Utterly serious now, I nod, thoughtfully. “I could kick and embed my toes in your jugular, certainly enough to disrupt blood flow. Or I could go straight for your dick and incapacitate you. It doesn’t matter, but I can think of several ways to knock you unconscious before your reaction times would catch up, and then I’m free to do whatever I wish. So, no, I don’t think I’ll be freaking out.”
As if in a daze, Ethan mumbled, “Father always said humans wouldn’t understand, that they were skittish, superstitious creatures that would as soon burn me as coerce me.”
“Your dad’s wrong, dude. Abnormal things throw most people for a loop, but they recover pretty damn quick. It’s how we managed to survive as a race, actually. Sheer adaptability. I just happen to have it in spades.”
“Right.” Again with the one-word answers. Madre de Dios, this poor word is getting past its usefulness. “You’re not exactly a normal boy. I doubt that’ll apply to anyone else.”
“Well... you’ve got me there. But hey, fledgling warlock o’mine, you’ve got me on your side, and I’m more dangerous than a mob of drunkards.” I struck a pose, and Ethan laughed. The first true laugh I’d heard from him in all our association. I had to join in. Okay, so it was the slightly hysterical laughter of an adrenaline crash, but we’d both managed to survive without permanent brain damage.
“As my first human friend, then, you’ll have to explain to me what the hell a ‘rave’ is. I was invited to one by this blundering thing of a girl who could scarcely speak for all her giggling.”
“Tsk, tsk, Ethan, there is so much of your education that is lacking.”

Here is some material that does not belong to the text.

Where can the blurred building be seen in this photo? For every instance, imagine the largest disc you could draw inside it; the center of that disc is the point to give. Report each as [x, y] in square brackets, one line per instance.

“I’ll bet you can’t conjure a girl you’re flirting with her favorite flowers.”
“...I hate you.”
This is what
one site had to say about the character:
[ETHAN DALLOWAY] 14, a cute but insecure warlock, the loyal son of Edgar, he is
one of the visiting Hallowteentown kids who shows an aptitude for the theatre
department. He uses his acting skills to help his father by trapping his friend, Cassie,
in a witch glass. But Ethan ultimately sides with Marnie against Edgar, choosing
instead to stay in the human world
This is what I have to say about the character:
Ethan Dalloway: A somewhat uppity warlock from Halloweentown, his dad is one of the council members and just an all-round bad guy. Ethan was raised to believe the two worlds should be utterly separate, and that he is far better than anything human. But he’s willing to give all that stuff a chance, and eventually decides that his father is utterly wrong. I’ve always wondered what made him change his mind... Anyway, Ethan can be snobbish, but he has a real talent for acting, and is genuinely upset with his father for being a moron, though he lets his concerns get overridden. Ethan’s quite powerful, and more than little smart, but hey, with your scary dad always over your shoulder, just waiting to beat you down for messing up even a little… who’d do well? He’s far older than 14, by the way. Disney just puts the character at that age to make its target audience identify. Think 17, 18.
P.S. No, Ethan does not trap Cassie in a witching glass. His father does. The glass merely belongs to Ethan.
This picture is merely of the actor, Lucas Grabeel. Ethan Dalloway himself would not dress like that, nor appear in a court room. Duh.